Nur wenige Sekunden nach diesem Funkspruch setzte sich Sainz auf der Geraden hin zu Kurve fünf daneben und ging vorbei. Leclerc fand die Verteidigung der Box, dass die Teamorder ausgesprochen worden sei, nicht besonders hilfreich: "Versucht es vielleicht auf Spanisch!" Danach waren die Plätze bezogen. Beide fingen noch Max Verstappen ab, waren aber zu weit von Mercedes weg. Nur für Sainz blieb ein Podium übrig.
Leclerc und Sainz im Streit? Viel Klärungsbedarf bei Ferrari
Auch Sainz sieht nach dem Rennen erfolgreich davon ab, den Streit medial auszutragen: "Ich nutze nur ungern den Funk, um mich zu beschweren, oder die Medien, um zu kritisieren oder zu zeigen, dass ich unglücklich bin. Ich bleibe lieber hinter verschlossenen Türen. Sonst kommt da nichts Gutes raus." Man darf nicht vergessen: Der Funk ist nicht allumfassend. Es kann auch noch Absprachen vor dem Rennen gegeben haben.
Teamchef Fred Vasseur bemüht sich, Tempo rauszunehmen: "Es geht darum, dass die Lage für alle schwierig war. Aber das werden wir am Abend diskutieren. Da wird es keine Probleme geben." Es wird ein hartes Debrief für die Scuderia werden. Die mehrfachen Team-Anweisungen sind nur ein Teil von einer chaotischen Strategie.

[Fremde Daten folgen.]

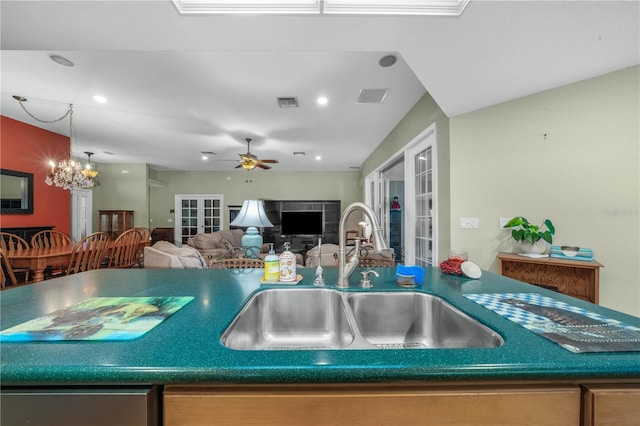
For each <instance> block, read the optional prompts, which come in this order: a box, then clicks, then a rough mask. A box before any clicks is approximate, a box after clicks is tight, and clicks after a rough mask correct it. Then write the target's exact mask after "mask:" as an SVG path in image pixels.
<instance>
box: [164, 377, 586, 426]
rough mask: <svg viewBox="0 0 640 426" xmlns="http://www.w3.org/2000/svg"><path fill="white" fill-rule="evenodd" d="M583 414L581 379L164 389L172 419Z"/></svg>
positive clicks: (353, 423) (418, 419)
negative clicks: (382, 384) (271, 386)
mask: <svg viewBox="0 0 640 426" xmlns="http://www.w3.org/2000/svg"><path fill="white" fill-rule="evenodd" d="M579 422H580V389H579V388H578V387H577V386H576V387H573V386H562V387H551V386H546V387H536V386H527V387H479V386H475V387H455V388H452V387H442V388H422V387H413V388H393V387H385V386H384V385H381V386H379V387H375V386H370V387H349V386H345V387H335V386H334V387H331V386H316V387H312V386H308V387H303V388H300V387H286V386H280V387H275V386H273V387H268V386H262V387H261V386H253V387H235V388H234V387H219V388H215V387H202V388H199V387H192V388H188V387H184V388H183V387H177V386H167V387H166V388H165V393H164V424H165V426H195V425H204V424H215V425H242V426H250V425H260V426H266V425H278V426H287V425H291V426H294V425H295V426H305V425H326V426H341V425H344V426H370V425H394V426H403V425H407V426H409V425H411V426H414V425H439V426H454V425H460V426H463V425H464V426H466V425H474V426H496V425H510V426H518V425H520V426H525V425H526V426H536V425H544V426H554V425H557V426H567V425H578V424H579Z"/></svg>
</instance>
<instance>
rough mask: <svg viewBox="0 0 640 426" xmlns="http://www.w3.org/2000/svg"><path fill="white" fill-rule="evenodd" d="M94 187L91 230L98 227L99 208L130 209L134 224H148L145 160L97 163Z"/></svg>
mask: <svg viewBox="0 0 640 426" xmlns="http://www.w3.org/2000/svg"><path fill="white" fill-rule="evenodd" d="M98 171H99V172H100V175H99V176H98V178H97V185H96V186H94V188H93V230H94V231H98V229H99V226H100V224H99V222H98V211H99V210H133V211H134V214H133V220H134V225H135V226H143V227H149V187H148V185H147V177H148V173H149V167H148V166H147V165H146V164H109V163H100V164H99V165H98Z"/></svg>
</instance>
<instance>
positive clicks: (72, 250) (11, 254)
mask: <svg viewBox="0 0 640 426" xmlns="http://www.w3.org/2000/svg"><path fill="white" fill-rule="evenodd" d="M72 251H73V244H66V245H63V246H57V247H30V248H27V249H19V250H11V251H7V252H6V253H5V254H6V256H7V258H8V259H9V262H11V266H12V267H14V268H29V269H31V271H32V272H33V282H40V281H44V272H45V270H46V269H47V268H48V267H49V266H55V265H67V264H68V263H69V261H70V260H71V253H72Z"/></svg>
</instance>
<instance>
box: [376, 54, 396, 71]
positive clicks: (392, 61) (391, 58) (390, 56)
mask: <svg viewBox="0 0 640 426" xmlns="http://www.w3.org/2000/svg"><path fill="white" fill-rule="evenodd" d="M397 60H398V58H397V57H396V55H386V56H383V57H382V58H380V61H379V62H378V63H379V64H380V66H381V67H383V68H387V67H390V66H392V65H393V64H395V63H396V61H397Z"/></svg>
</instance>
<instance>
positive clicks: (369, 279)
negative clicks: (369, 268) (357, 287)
mask: <svg viewBox="0 0 640 426" xmlns="http://www.w3.org/2000/svg"><path fill="white" fill-rule="evenodd" d="M369 274H373V275H375V276H376V277H379V276H380V275H379V274H378V273H377V272H376V271H374V270H372V269H369V270H368V271H362V272H360V275H362V280H360V287H362V288H371V287H373V284H371V280H370V279H369Z"/></svg>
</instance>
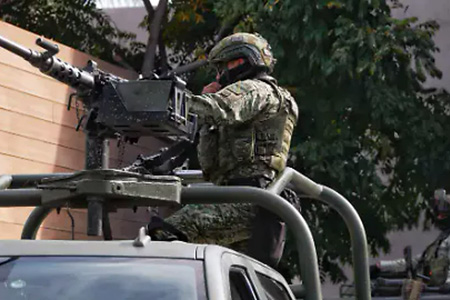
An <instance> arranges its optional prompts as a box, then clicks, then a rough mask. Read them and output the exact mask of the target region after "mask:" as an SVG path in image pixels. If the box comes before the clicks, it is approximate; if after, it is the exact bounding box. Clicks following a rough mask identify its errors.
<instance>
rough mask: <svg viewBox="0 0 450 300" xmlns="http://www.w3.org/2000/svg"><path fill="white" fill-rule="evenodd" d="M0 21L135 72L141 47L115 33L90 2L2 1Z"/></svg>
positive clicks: (106, 19) (75, 1) (130, 38)
mask: <svg viewBox="0 0 450 300" xmlns="http://www.w3.org/2000/svg"><path fill="white" fill-rule="evenodd" d="M0 20H3V21H6V22H8V23H11V24H14V25H16V26H18V27H21V28H23V29H26V30H29V31H31V32H34V33H37V34H42V35H45V36H46V37H47V38H51V39H53V40H55V41H58V42H60V43H63V44H65V45H67V46H70V47H73V48H75V49H77V50H80V51H83V52H86V53H89V54H90V55H93V56H95V57H99V58H101V59H104V60H106V61H109V62H112V63H116V64H117V63H118V62H120V61H121V60H123V61H124V62H126V63H127V64H129V65H131V66H132V67H133V68H134V69H139V67H138V66H140V64H141V61H142V57H143V50H144V45H142V44H140V43H137V42H135V41H134V37H135V35H134V34H131V33H127V32H122V31H120V30H118V29H117V28H116V27H115V26H114V24H113V23H112V22H111V20H110V19H109V17H108V16H107V15H106V14H105V13H104V12H103V11H101V10H99V9H97V8H96V5H95V1H94V0H58V1H54V0H5V1H1V2H0Z"/></svg>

"Einfach gesagt haben wir kein sehr gutes Rennen exekutiert", bemängelt Sainz. "Eine Runde zu lange auf dem Medium, zwei Runden zu lange auf dem Hard." Obendrauf bleibt die Frage: Warum war der Medium-Stint am Start ein Desaster? Nach dem ersten Boxenstopp lag Sainz 11,233 Sekunden zurück. Und im Ziel? 11,906 Sekunden. Ferrari riss den kompletten Rückstand auf Rennsieger George Russell in den ersten zehn Runden auf.